Müslümanlar sık sık, "Kahrolsun İsrail", "Kahrolsun ABD", "Müslümanlar Kardeştir", "Mısır'a Selam, Direnişe Devam" sloganlar atarak tekbir getirdiler.
Anadolu Gençlik Derneği Mersin Şube Başkanı Murat Seskin yaptığı konuşmasında, "Peygamber Efendimiz, 'Etrafınızda bir kötülük gördüğünüz zaman, onu eliniz ile düzeltin. Ona gücünüz yetmezse diliniz ile düzeltin. Ona da gücünüz yetmezse kalbiniz ile buğz edin. Bu da İman'ın en aşağı derecesidir' buyuruyor. Bizler bu zulmü bu hainliği dilimiz ile buradan haykırmaya geldik. Bu düzelsin diye buradan söylüyoruz. Ey zalimler! Bu zulmünüzden biran önce vazgeçin. Elbet Müslümanlardan ölenler oluyor. Ama sizlere şunu söylüyoruz. Uhud'ta Sahabelerimizin söylediklerini söylüyoruz. Bizim ölülerimiz şehid olup Cennete gidiyor. Sizinkiler ise geberip Cehennemin dibini boylayacaktır. O yüzden buradan Müslümanlar olarak bu zulmünüzden vazgeçin diyoruz…"diye konuştu.
Açılış konuşmasının ardından Saadet Partisi Mersin İl Başkanı Soner Çontar şunları söyledi; "Hiç kimsenin şüphesi olmasın ki cuntacılar şehit ettikleri Müslümanların kanlarında boğulacaktır. Firavunların torunlarının yaptığı bu katliamı şiddetle kınıyor ve diyoruz ki her bir şehit bir Musa olarak zalimlerin karşısına çıkacaktır Allah'ın izni ile. Buradan Başbakan'a söylüyoruz, daha fazlasını yapabiliriz. Mısır Büyükelçisini çağırıp nota verebiliriz. Mısır'da ki Büyükelçimizi Türkiye'ye çağırabiliriz. İslam Kalkınma Örgütünü toplayabiliriz. D8 daha aktif hale getirebiliriz. Hiçbir şey bir şey yapamayız mazeretine sığınmamızı gerektirmiyor."
Yapılan konuşmaların ardından Mısır ve tüm dünya Müslümanlarına dua etti.

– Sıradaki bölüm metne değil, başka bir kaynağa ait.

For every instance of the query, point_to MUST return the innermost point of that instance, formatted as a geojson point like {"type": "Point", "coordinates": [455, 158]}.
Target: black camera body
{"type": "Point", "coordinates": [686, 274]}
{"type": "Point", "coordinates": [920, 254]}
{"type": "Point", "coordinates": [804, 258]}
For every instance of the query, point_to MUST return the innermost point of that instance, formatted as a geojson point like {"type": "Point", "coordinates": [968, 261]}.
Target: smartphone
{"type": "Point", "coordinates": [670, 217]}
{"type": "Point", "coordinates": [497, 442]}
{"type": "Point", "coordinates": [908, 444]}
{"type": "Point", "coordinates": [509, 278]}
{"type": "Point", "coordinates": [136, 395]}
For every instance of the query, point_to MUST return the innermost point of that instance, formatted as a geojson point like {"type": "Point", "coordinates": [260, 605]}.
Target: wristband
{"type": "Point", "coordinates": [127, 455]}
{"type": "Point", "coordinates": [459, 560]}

Basın açıklamasının ardından grup sesiz bir şekilde dağıldı.
MARDİN - Kızıltepe'de faaliyet gösteren 17 sivil toplum kuruluşu, Özgürlük Meydanı'nda düzenledikleri kitlesel basın açıklamasıyla dün Mısır'da yaşanan katliamı kınadı.

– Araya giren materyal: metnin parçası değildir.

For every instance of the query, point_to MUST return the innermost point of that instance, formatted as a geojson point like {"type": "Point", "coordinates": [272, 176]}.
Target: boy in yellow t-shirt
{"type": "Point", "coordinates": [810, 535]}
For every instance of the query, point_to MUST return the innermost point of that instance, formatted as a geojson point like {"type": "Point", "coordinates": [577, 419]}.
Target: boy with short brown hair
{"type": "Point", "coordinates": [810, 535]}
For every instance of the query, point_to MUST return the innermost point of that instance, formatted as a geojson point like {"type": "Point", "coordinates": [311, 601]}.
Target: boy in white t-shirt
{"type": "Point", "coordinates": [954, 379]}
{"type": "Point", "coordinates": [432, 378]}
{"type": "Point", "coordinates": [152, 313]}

Basın açıklamasını Mustazaflar Cemiyeti Kızıltepe Şubesi adına araştırmacı yazar Mahmut Kılınç okudu. Tüm katliamlara, sindirmelere ve şahadetlere rağmen küfre karşı dimdik duran kahramanlara selam göndererek konuşmasına başlayan Kılınç, bugün itibariyle küfür ittifakından güç alan "Sisi" ve yandaşlarının büyük bir katliam gerçekleştirdiklerini hatırlattı.
"Bu katliamı, bu zulmü ve bu vahşeti lanetliyoruz" diyen Kılınç, "Bizler, küfür ehlini anlıyoruz; çünkü onlar tek millettir. Fakat onlara destek veren ve sesleri çıkmayan Müslümanları anlamakta zorlanıyoruz. Onlar mahşer gününde nasıl hesap vereceklerine hazır olsunlar. Ey Kızıltepe Müslümanları ve sizin şahsınızda dünya Müslümanları! Neredesiniz? Kardeşleriniz şehit edilirken nasıl sessiz kalırsınız? Bu konuda küfür ehli ağız birliği yaparken Müslümanların sessizliği bizleri derinden yaralamaktadır. Zifiri karanlıktan sonra güneşin doğuşu kaçınılmazdır. Sisi ve yandaşları bilsinler ki; Allah'tan başka korkulacak merci yoktur ve kâfirler istemese de Allah nurunu tamamlayacaktır" dedi.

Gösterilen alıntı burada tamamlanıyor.